Trzech żydowskich konserwatystów o polskich korzeniach w jednym councilu to ewenement na skalę Wielkiej Brytanii. Ma on miejsce w londyńskiej dzielnicy Hackney, a dokładnie w jej północnym okręgu.
- 23.02.2010 06:00 (aktualizacja 03.08.2023 05:26)

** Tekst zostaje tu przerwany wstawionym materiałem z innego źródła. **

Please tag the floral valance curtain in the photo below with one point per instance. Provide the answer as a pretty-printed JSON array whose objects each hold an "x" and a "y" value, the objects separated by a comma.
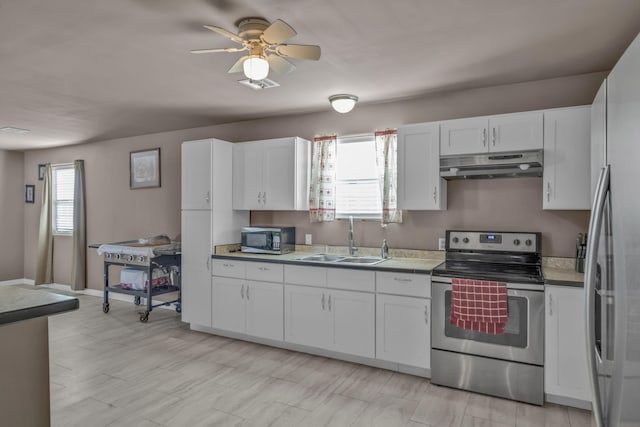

Z Simche Steinbergerem umawiam się na Clapton Road. Reprezentuje okręg New River, obszar pomiędzy stacją Seven Sisters i Manor House. Jest Żydem. Konserwatystą. Londyńczykiem i synem wrocławianki. Czeka na mnie przed domem handlowym Netto. Wysoki, w tradycyjnej mycce na głowie i z telefonem przy uchu. Wita mnie skinieniem ręki i „na migi” prosi o cierpliwość. Rozmawia przez telefon. Nie, nie chodzi tu o złe wychowanie. Taki już jest – zawsze odbiera telefon, nigdy go nie wyłącza i cierpliwie tłumaczy interesantom co i jak. A jeśli z jakiegoś powodu akurat nie może rozmawiać, to oddzwania. Nie ważne, że nie zna numeru. Przekonuję się o tym wszystkim nieco później.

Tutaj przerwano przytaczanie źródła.